The others waited impatiently during the transfer. Nenda was still in silent dialogue with the Cecropian when Julian Graves and J'merlia arrived in the control room. Rebka gestured to Darya's list, still on the screen. "Candidate places we might find Zardalu. Too many."
"And while I have no wish to complicate matters"—Kallik was busy at the console—"here are the results of my analysis, quite independently evolved although with a similar guiding logic."
Another substantial list was appearing on the screen, next to Darya's. "Seventy-two planets," Kallik said apologetically, "around forty-one different stars. And only twenty-three planets in common with Professor Lang."
"And it's getting worse," Nenda said. "Atvar H'sial did her own analysis, with a logic similar to Darya's. But she didn't prepare it for visual output. She's doing that now."
The Cecropian was back at her console. Within a few seconds, a third long list and a series of equations began to appear on the displays.
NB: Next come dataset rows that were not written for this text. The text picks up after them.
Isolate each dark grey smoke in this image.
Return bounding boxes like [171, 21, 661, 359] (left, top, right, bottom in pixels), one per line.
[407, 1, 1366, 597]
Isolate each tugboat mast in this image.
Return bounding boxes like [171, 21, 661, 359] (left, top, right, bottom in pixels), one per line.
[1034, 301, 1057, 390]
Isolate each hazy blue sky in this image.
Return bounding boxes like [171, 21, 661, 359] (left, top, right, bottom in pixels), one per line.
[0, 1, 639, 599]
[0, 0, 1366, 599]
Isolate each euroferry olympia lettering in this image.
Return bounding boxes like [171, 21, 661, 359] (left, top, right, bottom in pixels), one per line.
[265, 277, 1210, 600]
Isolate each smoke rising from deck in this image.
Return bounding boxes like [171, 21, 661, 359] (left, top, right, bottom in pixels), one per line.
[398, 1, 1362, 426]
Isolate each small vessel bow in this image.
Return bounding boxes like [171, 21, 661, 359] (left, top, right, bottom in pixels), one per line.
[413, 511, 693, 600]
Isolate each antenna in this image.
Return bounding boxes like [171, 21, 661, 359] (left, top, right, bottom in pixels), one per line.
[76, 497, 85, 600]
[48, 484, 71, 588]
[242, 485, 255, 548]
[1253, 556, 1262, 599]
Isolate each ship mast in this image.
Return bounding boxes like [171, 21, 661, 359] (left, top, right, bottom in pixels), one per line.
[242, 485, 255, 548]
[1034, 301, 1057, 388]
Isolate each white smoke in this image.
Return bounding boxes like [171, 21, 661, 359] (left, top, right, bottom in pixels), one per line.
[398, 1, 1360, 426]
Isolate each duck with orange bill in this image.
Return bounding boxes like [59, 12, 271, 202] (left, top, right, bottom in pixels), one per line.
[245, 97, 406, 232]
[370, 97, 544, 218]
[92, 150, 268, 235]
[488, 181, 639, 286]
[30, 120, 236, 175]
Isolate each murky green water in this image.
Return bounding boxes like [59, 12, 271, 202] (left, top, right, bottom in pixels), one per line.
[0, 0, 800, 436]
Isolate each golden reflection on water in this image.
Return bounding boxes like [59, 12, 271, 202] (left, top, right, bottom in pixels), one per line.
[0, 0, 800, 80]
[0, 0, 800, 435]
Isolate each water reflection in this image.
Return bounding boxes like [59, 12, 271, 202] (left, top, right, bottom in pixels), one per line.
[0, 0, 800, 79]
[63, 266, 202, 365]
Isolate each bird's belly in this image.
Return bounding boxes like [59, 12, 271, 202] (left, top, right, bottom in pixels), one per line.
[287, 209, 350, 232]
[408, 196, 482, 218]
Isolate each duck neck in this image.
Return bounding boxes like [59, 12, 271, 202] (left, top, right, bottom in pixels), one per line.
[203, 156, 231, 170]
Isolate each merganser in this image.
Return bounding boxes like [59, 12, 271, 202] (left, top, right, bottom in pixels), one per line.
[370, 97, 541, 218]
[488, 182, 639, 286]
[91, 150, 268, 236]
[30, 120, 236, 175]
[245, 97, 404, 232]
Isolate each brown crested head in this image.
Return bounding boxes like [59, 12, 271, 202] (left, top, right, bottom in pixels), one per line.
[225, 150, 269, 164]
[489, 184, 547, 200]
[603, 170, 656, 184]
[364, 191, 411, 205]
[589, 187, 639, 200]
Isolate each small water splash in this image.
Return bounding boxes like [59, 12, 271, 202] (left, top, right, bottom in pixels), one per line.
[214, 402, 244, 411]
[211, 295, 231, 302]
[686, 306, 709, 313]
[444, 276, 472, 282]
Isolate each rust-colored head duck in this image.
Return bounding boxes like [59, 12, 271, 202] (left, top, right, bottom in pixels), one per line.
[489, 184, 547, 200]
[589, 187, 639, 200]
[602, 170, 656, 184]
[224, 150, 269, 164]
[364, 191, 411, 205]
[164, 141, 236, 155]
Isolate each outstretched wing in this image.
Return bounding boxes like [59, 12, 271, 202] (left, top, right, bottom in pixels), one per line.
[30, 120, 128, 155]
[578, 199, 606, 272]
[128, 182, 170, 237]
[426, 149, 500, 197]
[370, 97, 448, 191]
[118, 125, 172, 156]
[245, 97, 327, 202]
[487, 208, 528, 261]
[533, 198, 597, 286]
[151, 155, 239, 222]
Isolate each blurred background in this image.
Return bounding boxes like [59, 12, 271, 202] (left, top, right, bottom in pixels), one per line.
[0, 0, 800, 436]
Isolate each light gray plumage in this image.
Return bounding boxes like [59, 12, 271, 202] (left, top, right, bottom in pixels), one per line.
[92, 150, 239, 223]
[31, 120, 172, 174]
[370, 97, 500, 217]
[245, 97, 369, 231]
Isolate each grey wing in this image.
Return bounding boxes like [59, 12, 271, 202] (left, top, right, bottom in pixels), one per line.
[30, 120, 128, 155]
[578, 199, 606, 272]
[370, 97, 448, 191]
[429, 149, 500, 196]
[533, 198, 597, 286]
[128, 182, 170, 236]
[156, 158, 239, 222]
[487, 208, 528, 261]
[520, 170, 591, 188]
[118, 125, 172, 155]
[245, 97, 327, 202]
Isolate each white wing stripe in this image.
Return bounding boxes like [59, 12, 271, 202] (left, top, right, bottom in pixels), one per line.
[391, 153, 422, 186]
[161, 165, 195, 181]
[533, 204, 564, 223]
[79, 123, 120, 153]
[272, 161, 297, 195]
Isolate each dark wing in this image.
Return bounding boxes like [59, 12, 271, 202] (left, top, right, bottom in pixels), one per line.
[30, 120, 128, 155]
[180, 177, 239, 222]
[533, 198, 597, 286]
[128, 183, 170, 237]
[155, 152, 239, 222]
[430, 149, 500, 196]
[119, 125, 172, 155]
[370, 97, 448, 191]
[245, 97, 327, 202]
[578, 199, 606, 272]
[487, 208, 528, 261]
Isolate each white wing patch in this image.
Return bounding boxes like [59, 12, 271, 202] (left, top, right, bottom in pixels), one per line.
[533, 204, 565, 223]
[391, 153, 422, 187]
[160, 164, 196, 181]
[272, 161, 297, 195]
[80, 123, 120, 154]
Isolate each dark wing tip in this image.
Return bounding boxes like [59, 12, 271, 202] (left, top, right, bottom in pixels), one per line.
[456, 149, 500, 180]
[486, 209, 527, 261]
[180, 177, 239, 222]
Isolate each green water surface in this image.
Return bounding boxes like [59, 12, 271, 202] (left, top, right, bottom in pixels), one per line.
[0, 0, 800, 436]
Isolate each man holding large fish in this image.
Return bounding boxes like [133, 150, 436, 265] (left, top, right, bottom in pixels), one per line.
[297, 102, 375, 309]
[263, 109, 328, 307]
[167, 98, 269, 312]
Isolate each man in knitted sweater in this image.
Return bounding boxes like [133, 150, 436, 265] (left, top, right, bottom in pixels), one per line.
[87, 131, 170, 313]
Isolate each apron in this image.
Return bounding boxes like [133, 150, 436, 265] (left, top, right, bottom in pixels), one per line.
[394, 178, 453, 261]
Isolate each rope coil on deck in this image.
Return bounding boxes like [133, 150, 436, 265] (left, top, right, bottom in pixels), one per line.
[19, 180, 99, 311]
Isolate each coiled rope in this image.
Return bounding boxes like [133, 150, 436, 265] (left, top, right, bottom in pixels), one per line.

Julian Graves groaned as it went on and on. "Worse and worse."
"Eighty-four planets," E.C. Tally said. "Around forty-five stars." The embodied computer's internal processing unit, with a clock rate of eighteen attoseconds, could query the ship's data bank through the attached neural cable and perform a full statistical analysis while the humans were still trying to read the list. "Twenty-nine planets," he went on, "in common with Professor Lang, thirty in common with Kallik, and eleven planets common to all three. There is a sixty-two percent probability that the planet sought is one of the eleven, and a fifteen percent chance that it is not any one of the one hundred and forty-six in the combined list."
"Which says you got too many places, and lousy odds." Nenda turned to Hans Rebka. "So I guess it's our turn in the barrel. You want to tell it? Peopl
e tend to get sort of excited when I say things."
Rebka shrugged. He moved to sit closer to Darya. "Nenda and I did our own talking when we were in the engine room. What you three did was interesting, a nice, abstract analysis; but we think you're missing a basic point.
"You said, hey, nobody reported Zardalu in the Fourth Alliance or the Cecropia Federation or the Phemus Circle, so that means they can't be there. But you know the Zardalu as well as we do. Don't you think it's more likely that they didn't get reported because there was nobody left to report them? If you want to find Zardalu, you look for evidence of violence. Better yet, you look for evidence of disappearances somewhere close to a Builder artifact. If the Zardalu arrived in the spiral arm and took a ship to get them back to their home planet, they'd have made sure there were no survivors to talk about it. Nenda and I took a look at recent shipping records for spiral arm travel, close to Builder artifacts, to see how many interstellar ships just vanished and never showed up again. We found two hundred and forty of them, all in the past year. Forty-three of them look like real mysteries—no unusual space conditions at time of disappearance, no debris, no distress messages. Here they are."